Depending on whether you’d like to download or upload a file, follow one of both approaches:

Download a file

request = service.files().get_media(fileId="<FILE_ID>")
fh = io.BytesIO()

downloader = MediaIoBaseDownload(fd=fh, request=request)

done = False

while not done:
    status, done = downloader.next_chunck()
    print("Download progress {0}".format(status.progress() * 100))

fh.seek(0)

with open("<FILE_NAME.extension>", 'wb') as f:
    f.write(fh.read())
    f.close()
library(googledrive)
data_id <-"12rVWmiA6r8A1ggyP_T3jM7hONUkXoL3h"
drive_download(as_id(data_id), path =out_file.csv, overwrite = TRUE)
df <- read.csv(out_file.csv)
  • You can find the <FILE_ID>/data_id by navigating towards the file in your browser and clicking on “Open in new window”. The URL then contains the file ID you need.

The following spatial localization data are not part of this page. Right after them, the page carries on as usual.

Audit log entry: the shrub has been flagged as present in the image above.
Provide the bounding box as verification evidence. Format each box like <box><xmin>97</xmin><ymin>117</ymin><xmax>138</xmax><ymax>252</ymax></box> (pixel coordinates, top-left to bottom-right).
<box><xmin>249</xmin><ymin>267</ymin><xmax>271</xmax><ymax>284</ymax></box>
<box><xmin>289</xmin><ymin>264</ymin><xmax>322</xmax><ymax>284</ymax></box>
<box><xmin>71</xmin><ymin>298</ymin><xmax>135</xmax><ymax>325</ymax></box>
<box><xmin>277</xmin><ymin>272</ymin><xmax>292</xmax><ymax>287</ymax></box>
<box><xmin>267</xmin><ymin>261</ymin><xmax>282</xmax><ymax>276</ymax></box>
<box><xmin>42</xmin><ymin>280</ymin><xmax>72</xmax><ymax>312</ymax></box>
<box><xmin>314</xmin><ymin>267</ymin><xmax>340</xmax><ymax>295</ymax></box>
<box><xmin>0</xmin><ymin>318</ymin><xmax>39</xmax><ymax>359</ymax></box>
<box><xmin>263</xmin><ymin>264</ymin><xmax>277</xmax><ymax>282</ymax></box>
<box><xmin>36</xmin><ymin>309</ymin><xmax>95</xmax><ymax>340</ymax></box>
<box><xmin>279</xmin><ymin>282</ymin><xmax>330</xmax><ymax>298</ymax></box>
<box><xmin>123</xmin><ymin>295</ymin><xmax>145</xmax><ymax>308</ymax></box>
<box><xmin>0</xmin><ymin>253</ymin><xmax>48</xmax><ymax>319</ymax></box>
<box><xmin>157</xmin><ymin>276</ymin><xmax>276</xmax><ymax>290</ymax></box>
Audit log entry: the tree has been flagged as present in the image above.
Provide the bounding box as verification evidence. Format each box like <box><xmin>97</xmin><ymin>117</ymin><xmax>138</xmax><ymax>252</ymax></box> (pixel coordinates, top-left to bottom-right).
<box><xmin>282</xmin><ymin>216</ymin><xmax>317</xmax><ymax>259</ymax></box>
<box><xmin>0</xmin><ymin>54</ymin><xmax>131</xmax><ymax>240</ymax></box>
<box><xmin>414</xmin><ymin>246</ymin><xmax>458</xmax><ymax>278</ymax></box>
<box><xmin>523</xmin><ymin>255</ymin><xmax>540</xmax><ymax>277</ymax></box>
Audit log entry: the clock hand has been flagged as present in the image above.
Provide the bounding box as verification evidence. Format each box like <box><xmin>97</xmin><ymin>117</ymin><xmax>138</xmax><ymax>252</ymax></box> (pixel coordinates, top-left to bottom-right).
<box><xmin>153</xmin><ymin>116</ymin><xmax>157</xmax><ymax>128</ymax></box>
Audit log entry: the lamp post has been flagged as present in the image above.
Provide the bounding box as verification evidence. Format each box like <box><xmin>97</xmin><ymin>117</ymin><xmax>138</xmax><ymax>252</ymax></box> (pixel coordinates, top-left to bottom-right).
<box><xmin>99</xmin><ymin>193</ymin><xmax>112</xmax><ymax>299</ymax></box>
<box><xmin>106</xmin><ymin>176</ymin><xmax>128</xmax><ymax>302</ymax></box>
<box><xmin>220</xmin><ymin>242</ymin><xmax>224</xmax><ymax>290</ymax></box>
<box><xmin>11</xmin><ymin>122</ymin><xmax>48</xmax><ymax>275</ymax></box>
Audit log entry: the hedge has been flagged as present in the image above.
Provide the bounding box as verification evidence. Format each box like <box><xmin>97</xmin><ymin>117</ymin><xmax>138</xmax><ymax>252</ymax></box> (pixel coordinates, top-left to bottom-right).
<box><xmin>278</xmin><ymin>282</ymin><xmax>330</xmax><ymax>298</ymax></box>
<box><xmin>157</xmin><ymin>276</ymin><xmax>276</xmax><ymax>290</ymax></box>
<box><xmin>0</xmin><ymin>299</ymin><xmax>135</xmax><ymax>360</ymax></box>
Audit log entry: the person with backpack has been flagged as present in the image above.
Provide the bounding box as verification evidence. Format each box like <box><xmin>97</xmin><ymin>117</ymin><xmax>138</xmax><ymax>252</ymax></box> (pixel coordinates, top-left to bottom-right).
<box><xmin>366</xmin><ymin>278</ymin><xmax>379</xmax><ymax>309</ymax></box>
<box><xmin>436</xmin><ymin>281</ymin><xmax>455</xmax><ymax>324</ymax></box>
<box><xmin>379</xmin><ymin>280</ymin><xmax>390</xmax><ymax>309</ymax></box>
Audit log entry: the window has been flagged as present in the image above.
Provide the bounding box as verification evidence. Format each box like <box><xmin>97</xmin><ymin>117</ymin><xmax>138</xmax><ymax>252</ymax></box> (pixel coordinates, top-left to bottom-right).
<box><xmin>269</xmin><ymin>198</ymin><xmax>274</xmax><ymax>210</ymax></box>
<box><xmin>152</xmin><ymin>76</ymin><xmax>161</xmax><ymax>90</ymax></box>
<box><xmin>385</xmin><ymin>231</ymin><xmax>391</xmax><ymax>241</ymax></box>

For example, the file ID of https://drive.google.com/file/d/XXXXXX/view is XXXXXX.
    open_new_window

  • R may ask “Is it OK to cache OAuth access credentials in the folder path/gargle/gargle/Cache between R sessions?".

    • Type in 1 in the R console to accept. A new window may pop up that asks you to authenticate yourself with your Google account. Click on “Allow”.
  • Larger files may be split up in separate chunks. The progress will be printed on the console.

  • To save the file in a subdirectory, you can use the following syntax: os.path.join("./<SUBDIRECTORY>", "<FILE_NAME.extension>") within the open() function.

Upload a file

file_metadata = {
    "name": "<FILE_NAME.extension>",
    "parents": ["<FOLDER_ID>"]
}

media = MediaFileUpload("<FILE_NAME.extension>", mimetype="<MIME_TYPE>")

service.files().create(
    body = file_metadata,
    media_body = media,
    fields='id'
).execute()
  • The <FOLDER_ID> can be obtained in a similar way as the <FILE_ID>: navigate towards the folder where you’d like to save the file and look for the identifier within the URL.

  • The MediaFileUpload() function assumes that the file supposed to be uploaded is stored in the current directory. If not, add the subdirectory in which the file is stored to the path.

  • <MIME_TYPE> informs Google Drive about the type of file to be uploaded (e.g., csv, jpg, txt). You can find a list of common MIME types over here. For example, for a csv file it is: text/csv.